Escrevi este texto para a edição #28 da revista Amarello, cujo tema foi “O feminino”.
essa canção de luis capucho e marcos sacramento, que gravei no disco “babies”, é uma pequena obra-prima. ela canta —
os mundos são mais belos
quando olhados pela janela
e as colinas estão repletas de homens fortes
e eu olho pra elas
porque elas são o mundo inteiro
e eu olho pra eles
porque eles são o mundo inteiro
e eu olho pra elas
porque elas são meu terreno
e eu olho pra eles
porque eles são meu terreno
onde eu vou plantar
onde eu vou plantar
flores homens
homens flores
flores homens
homens flores
— a letra e a melodia juntas passam uma sensação de profunda leveza, um feito que (não) se explica no mistério que pode ser alcançado pela intuição do compositor quando cria uma canção — um empenho do corpo inteiro, da memória, dos desejos, no passadopresentefuturo, integração cósmica da pessoa no espaço-tempo. tento penetrar o mistério e entender de que ele é feito; os picos de alegria, onde estão.
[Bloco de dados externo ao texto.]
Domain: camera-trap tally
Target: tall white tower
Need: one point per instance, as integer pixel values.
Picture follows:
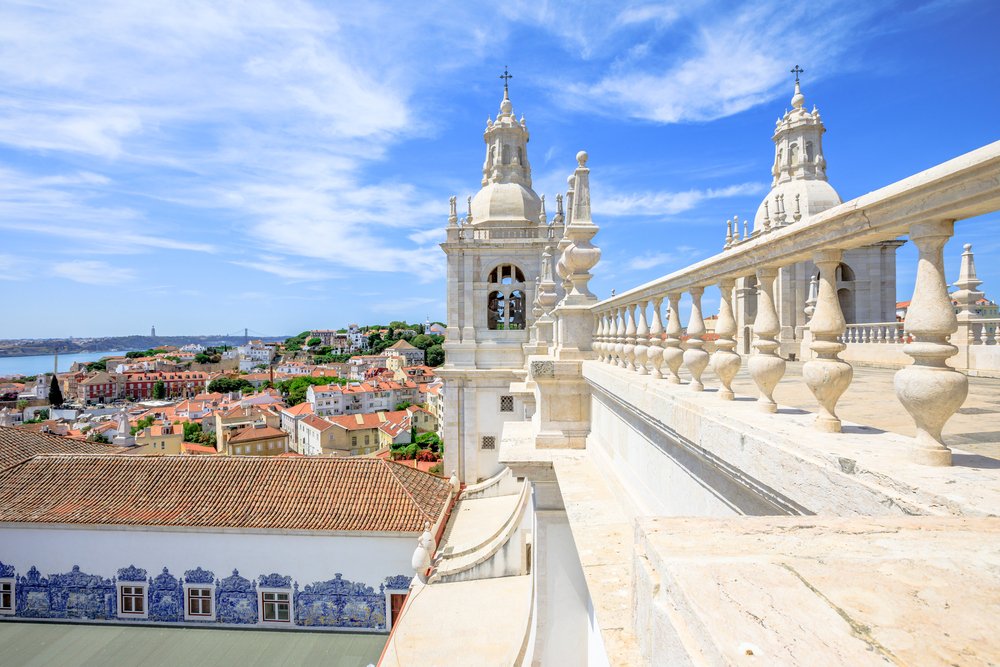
(494, 259)
(866, 278)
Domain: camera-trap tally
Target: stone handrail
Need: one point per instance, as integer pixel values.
(875, 332)
(985, 331)
(630, 331)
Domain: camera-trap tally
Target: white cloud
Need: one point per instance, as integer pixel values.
(93, 272)
(668, 203)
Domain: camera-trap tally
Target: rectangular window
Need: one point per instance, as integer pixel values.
(200, 602)
(133, 600)
(276, 607)
(7, 597)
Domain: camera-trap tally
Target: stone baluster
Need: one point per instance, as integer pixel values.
(598, 343)
(619, 358)
(655, 352)
(629, 349)
(826, 375)
(725, 361)
(695, 358)
(929, 389)
(673, 355)
(765, 366)
(642, 341)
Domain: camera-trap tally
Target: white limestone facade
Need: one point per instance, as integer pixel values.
(494, 259)
(866, 276)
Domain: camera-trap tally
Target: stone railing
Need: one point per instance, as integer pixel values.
(631, 331)
(874, 332)
(985, 331)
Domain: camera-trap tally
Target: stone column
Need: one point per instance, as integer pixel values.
(618, 359)
(765, 366)
(826, 375)
(725, 362)
(641, 341)
(655, 352)
(628, 350)
(673, 355)
(695, 358)
(929, 389)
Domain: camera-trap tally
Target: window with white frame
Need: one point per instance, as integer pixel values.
(198, 602)
(7, 596)
(276, 607)
(132, 600)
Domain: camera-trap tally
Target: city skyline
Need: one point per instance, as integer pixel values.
(289, 166)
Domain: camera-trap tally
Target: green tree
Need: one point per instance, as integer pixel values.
(55, 393)
(435, 355)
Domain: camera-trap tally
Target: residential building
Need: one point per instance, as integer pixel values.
(160, 439)
(311, 543)
(402, 353)
(257, 440)
(290, 418)
(181, 384)
(255, 354)
(229, 422)
(316, 436)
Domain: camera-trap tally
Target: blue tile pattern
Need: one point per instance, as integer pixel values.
(335, 603)
(166, 598)
(236, 600)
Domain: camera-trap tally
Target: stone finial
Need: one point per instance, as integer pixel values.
(580, 255)
(967, 294)
(811, 299)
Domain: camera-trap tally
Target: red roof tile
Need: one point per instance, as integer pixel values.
(252, 492)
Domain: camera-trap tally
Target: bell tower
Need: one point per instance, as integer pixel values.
(494, 266)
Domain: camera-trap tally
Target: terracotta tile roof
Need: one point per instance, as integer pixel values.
(252, 434)
(253, 492)
(17, 445)
(317, 423)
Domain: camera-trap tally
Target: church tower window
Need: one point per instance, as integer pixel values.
(505, 308)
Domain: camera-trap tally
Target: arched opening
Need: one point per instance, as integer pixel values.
(506, 306)
(846, 298)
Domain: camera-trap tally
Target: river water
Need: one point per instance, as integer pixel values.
(43, 363)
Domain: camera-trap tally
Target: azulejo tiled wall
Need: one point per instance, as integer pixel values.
(335, 603)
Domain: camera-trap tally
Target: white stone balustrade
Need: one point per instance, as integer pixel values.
(929, 389)
(695, 358)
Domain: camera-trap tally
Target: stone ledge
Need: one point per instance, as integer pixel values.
(811, 591)
(782, 458)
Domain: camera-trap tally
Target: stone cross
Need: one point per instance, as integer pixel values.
(506, 76)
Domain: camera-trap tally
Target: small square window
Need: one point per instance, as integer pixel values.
(200, 602)
(133, 600)
(7, 596)
(276, 607)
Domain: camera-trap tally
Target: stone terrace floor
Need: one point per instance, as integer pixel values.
(871, 401)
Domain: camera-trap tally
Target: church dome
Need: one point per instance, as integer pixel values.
(814, 196)
(505, 202)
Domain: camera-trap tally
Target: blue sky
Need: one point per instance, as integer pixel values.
(285, 165)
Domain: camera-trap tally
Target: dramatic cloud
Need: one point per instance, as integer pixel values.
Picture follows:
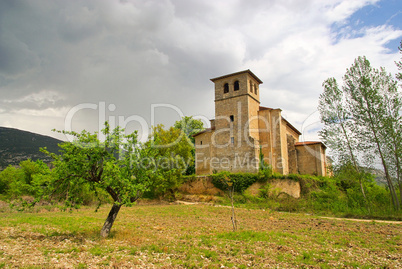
(121, 58)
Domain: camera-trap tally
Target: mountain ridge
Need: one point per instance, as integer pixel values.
(18, 145)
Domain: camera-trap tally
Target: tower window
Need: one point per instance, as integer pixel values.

a primeira coisa que me vem são os homens nas colinas, uma imagem que me remete à beleza clássica da grécia antiga, de exibição e celebração do corpo (me lembro também de walt whitman, que cantou a saúde dos corpos quando servia de enfermeiro aos feridos da guerra de secessão nos estados unidos).
na sequência, já aparece uma surpresa, porque justo depois de “e as colinas estão repletas de homens fortes”, é dito “e eu olho pra elas” (e o esperado seria “eles”, os homens); sempre fiquei sem entender direito, mas o que me vinha era antes de que se falava de homens como o gênero humano, que inclui homens e mulheres. mas quando fui ao texto, a correção gramatical (que para a canção não vale lá grande coisa, porque elas está regida mais pelas sugestões sensuais do que pelo entendimento) me levou às “colinas” o “elas” e “eles” aos “homens fortes”; e assim, os homens são mesmo homens do sexo masculino. mas no fundo é a beleza que se insinua no “mal entendido” sintático que a deixa mais bonita. depois de homens fortes, quando seria esperado “eles”, se diz “elas”; esse estranhamento faz unir o masculino ao feminino, reforçado pela sequência de paralelismos, “e eu olho pra elas”, “e eu olho pra eles”; e tanto elas como eles passam a ser a mesma coisa, “o mundo inteiro”, “meu terreno”, tornando indistintos os gêneros.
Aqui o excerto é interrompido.